27 Marzo 2026
Il presidente del Senato Ignazio La Russa difende Daniela Santanchè, e in un'intervista a Dritto e rovescio su Rete 4 rivela anche il ruolo di mediatore che ha avuto nella vicenda. È stato La Russa a dover parlare all'ex ministra del Turismo: "L'ho fatto nell'interesse sia di Daniela che del partito, la situazione era difficile, non c'era alcuna ragione giuridica per le dimissioni. Sulla vicenda famosa del Covid (la cassa integrazione, ndr) non c'è neanche il rinvio a giudizio".

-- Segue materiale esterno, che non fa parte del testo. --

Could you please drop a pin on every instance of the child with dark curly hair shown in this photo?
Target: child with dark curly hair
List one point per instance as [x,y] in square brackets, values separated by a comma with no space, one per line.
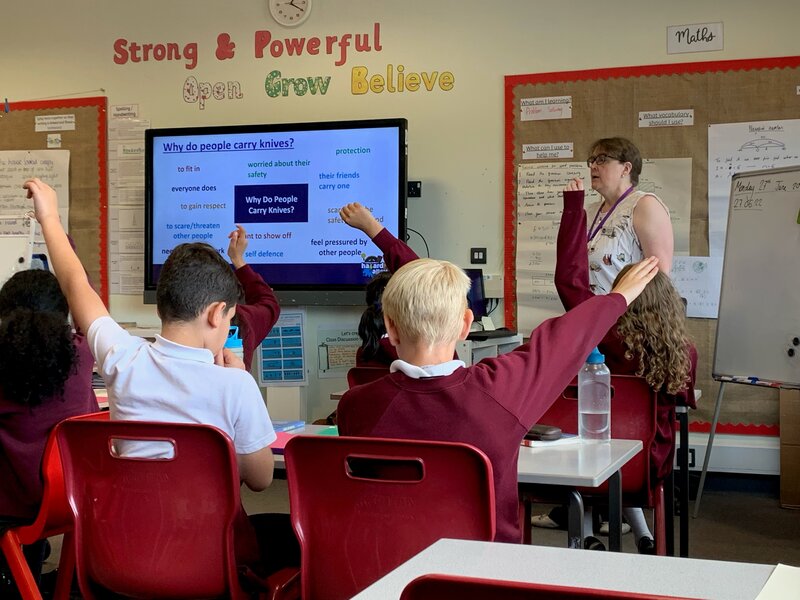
[45,377]
[650,340]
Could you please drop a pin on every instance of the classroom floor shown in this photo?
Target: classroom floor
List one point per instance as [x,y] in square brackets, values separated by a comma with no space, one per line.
[740,520]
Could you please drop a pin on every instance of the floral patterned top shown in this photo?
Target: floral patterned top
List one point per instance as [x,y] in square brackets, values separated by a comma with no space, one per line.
[616,244]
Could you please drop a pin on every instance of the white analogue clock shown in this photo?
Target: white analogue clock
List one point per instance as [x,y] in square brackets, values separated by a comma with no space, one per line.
[289,13]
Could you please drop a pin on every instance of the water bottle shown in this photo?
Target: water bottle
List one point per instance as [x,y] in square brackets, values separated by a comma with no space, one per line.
[594,399]
[234,342]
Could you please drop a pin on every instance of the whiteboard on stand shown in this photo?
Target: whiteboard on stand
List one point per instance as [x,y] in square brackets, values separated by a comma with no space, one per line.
[758,331]
[16,245]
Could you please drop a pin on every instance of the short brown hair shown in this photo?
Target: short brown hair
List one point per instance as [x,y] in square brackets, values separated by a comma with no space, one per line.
[193,277]
[623,150]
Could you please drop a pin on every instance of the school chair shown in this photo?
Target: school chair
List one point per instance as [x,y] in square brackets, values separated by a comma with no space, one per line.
[361,375]
[156,527]
[453,587]
[362,506]
[53,518]
[633,417]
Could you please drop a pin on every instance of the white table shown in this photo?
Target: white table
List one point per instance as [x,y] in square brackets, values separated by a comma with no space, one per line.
[664,575]
[576,464]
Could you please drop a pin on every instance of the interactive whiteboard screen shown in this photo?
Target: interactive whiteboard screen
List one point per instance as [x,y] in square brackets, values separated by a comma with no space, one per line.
[284,184]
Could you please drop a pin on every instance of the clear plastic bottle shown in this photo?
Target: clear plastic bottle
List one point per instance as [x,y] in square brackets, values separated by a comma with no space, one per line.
[234,342]
[594,399]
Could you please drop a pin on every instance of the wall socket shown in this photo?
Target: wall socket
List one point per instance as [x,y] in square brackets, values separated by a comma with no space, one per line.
[492,285]
[477,256]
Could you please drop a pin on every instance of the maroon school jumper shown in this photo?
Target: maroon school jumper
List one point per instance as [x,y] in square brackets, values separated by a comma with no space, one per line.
[24,432]
[490,405]
[259,313]
[572,283]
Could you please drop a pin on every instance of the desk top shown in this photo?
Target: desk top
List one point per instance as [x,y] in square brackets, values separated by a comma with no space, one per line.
[576,463]
[665,575]
[307,430]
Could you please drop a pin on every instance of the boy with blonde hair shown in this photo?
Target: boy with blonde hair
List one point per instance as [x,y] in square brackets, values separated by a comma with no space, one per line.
[492,404]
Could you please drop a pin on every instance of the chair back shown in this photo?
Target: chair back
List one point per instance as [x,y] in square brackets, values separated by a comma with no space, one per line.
[361,375]
[453,587]
[152,527]
[633,417]
[360,507]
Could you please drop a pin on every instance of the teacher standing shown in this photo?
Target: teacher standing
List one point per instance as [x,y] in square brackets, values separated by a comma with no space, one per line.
[627,225]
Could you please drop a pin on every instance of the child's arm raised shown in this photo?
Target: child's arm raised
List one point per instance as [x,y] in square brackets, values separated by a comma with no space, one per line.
[572,257]
[84,303]
[261,309]
[396,253]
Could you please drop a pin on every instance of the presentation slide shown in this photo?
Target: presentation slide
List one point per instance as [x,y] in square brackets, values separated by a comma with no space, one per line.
[285,188]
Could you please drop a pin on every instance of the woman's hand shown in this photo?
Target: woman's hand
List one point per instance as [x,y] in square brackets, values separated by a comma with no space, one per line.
[574,185]
[636,279]
[359,217]
[237,246]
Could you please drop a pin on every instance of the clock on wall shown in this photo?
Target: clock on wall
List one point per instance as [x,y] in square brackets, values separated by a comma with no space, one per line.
[289,13]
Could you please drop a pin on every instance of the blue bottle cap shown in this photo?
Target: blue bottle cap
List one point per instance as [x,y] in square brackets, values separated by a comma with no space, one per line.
[595,357]
[233,341]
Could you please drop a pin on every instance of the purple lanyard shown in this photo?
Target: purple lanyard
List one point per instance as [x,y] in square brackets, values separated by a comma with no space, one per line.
[592,230]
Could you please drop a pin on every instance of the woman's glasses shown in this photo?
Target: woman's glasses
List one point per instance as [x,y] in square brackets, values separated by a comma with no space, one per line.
[600,159]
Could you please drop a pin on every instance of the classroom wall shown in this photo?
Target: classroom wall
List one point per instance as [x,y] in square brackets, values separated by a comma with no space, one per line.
[455,136]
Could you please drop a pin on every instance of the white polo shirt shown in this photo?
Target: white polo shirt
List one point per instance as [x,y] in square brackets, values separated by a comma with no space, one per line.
[165,381]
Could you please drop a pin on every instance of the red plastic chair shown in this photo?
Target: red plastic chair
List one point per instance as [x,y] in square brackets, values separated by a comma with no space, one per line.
[361,375]
[451,587]
[633,417]
[154,528]
[54,518]
[360,507]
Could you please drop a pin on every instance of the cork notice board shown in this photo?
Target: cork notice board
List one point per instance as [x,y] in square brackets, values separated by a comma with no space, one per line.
[87,170]
[606,102]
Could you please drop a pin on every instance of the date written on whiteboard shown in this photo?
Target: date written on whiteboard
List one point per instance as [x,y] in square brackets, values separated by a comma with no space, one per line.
[746,202]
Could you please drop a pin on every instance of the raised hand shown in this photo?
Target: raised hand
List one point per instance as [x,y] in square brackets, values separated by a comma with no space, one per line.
[45,199]
[359,217]
[636,279]
[237,246]
[574,185]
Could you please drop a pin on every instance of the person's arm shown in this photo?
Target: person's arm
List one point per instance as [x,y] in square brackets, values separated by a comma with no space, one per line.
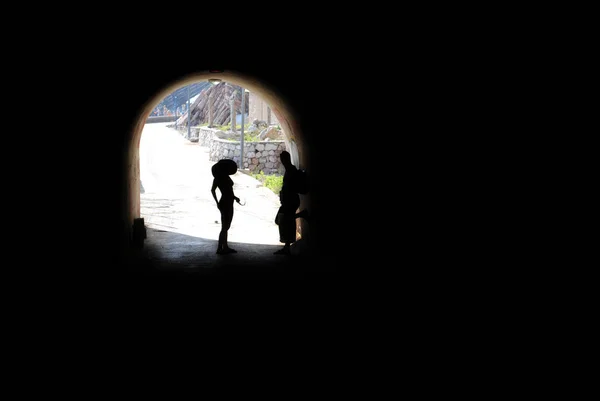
[213,190]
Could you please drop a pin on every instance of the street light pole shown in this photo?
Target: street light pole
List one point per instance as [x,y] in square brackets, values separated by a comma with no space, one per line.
[242,131]
[189,123]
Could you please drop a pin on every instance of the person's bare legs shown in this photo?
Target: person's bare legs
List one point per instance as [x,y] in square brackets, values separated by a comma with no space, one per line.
[223,246]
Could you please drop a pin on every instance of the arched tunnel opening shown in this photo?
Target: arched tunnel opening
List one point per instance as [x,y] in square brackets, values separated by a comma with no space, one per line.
[163,253]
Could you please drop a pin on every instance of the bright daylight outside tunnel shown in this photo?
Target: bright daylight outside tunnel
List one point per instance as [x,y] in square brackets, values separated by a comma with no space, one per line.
[186,133]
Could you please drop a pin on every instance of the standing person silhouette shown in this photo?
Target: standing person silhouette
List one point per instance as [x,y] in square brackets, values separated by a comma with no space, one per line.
[290,202]
[221,172]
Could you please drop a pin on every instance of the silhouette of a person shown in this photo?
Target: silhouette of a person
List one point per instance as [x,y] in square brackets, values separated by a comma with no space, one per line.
[290,202]
[221,172]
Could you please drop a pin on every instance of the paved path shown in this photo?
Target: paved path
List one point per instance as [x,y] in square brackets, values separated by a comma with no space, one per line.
[176,181]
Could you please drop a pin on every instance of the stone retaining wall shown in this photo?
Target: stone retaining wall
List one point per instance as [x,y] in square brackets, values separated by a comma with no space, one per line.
[258,156]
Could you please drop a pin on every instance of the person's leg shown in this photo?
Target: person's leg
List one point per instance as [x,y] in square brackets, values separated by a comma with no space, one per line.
[287,232]
[226,218]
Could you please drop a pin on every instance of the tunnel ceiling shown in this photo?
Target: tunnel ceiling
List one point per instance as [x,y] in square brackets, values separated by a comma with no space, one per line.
[180,96]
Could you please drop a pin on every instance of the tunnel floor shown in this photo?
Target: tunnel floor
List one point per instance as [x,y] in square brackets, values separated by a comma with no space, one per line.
[168,254]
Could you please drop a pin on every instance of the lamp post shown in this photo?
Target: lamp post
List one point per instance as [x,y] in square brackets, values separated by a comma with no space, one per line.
[242,130]
[189,123]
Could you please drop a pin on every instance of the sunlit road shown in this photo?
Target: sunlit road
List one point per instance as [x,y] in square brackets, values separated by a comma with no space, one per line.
[176,182]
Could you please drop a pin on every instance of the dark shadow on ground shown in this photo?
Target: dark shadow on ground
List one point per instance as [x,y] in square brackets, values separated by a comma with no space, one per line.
[173,255]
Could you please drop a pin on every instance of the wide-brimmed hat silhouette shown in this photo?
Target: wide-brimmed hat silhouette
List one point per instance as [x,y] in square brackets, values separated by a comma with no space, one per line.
[224,166]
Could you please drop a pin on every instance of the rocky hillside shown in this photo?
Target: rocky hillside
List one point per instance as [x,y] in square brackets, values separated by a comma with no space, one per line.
[222,93]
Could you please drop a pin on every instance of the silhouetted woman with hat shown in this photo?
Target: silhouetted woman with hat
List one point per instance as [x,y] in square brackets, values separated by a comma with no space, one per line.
[221,172]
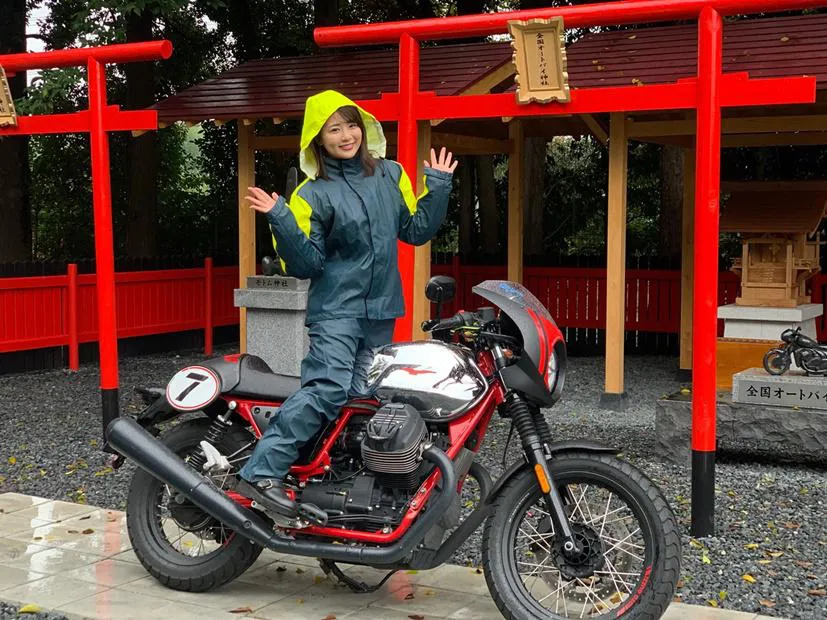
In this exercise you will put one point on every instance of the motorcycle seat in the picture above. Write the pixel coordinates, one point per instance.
(251, 377)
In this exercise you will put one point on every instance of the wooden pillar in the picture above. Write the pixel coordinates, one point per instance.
(687, 257)
(514, 243)
(246, 219)
(614, 396)
(422, 254)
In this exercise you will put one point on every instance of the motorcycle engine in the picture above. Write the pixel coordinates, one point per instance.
(376, 468)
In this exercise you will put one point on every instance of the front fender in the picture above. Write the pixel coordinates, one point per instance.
(558, 447)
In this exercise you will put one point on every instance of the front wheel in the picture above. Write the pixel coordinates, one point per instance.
(776, 361)
(629, 563)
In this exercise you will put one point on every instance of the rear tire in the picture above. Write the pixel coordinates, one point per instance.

Però, continua La Russa, "la pressione delle opposizioni si era concentrata su di lei, che ha le spalle larghe. E nel momento in cui c'è stato il referendum, c'era la vicenda Delmastro, se Giorgia le chiede di dimettersi fa bene a dire 'no, voglio che me lo chiedi ufficialmente perché sia chiaro che io mi dimetto perché obbedisco a quello che ritieni opportuno".
Ma il presidente del Senato non critica la premier, anzi, "onore e merito a Giorgia che si è sobbarcata il peso nell'ultima settimana di una campagna referendaria che non apparteneva alla storia del partito di Fratelli d'Italia".
La Russa ha fatto delle riflessioni anche su Delmastro, dimissionario così come l'ex capo di gabinetto del ministero della Giusizia Bartolozzi: "Non ha nessun processo in corso, neanche un avviso di garanzia che io sappia, ma è capitato dentro il referendum, cioè la particolarità sta nel fatto mentre quella di Daniela è una cosa vecchia, questa c'era nei giorni del referendum, lui paga un prezzo alto, ma per una vicenda contingente".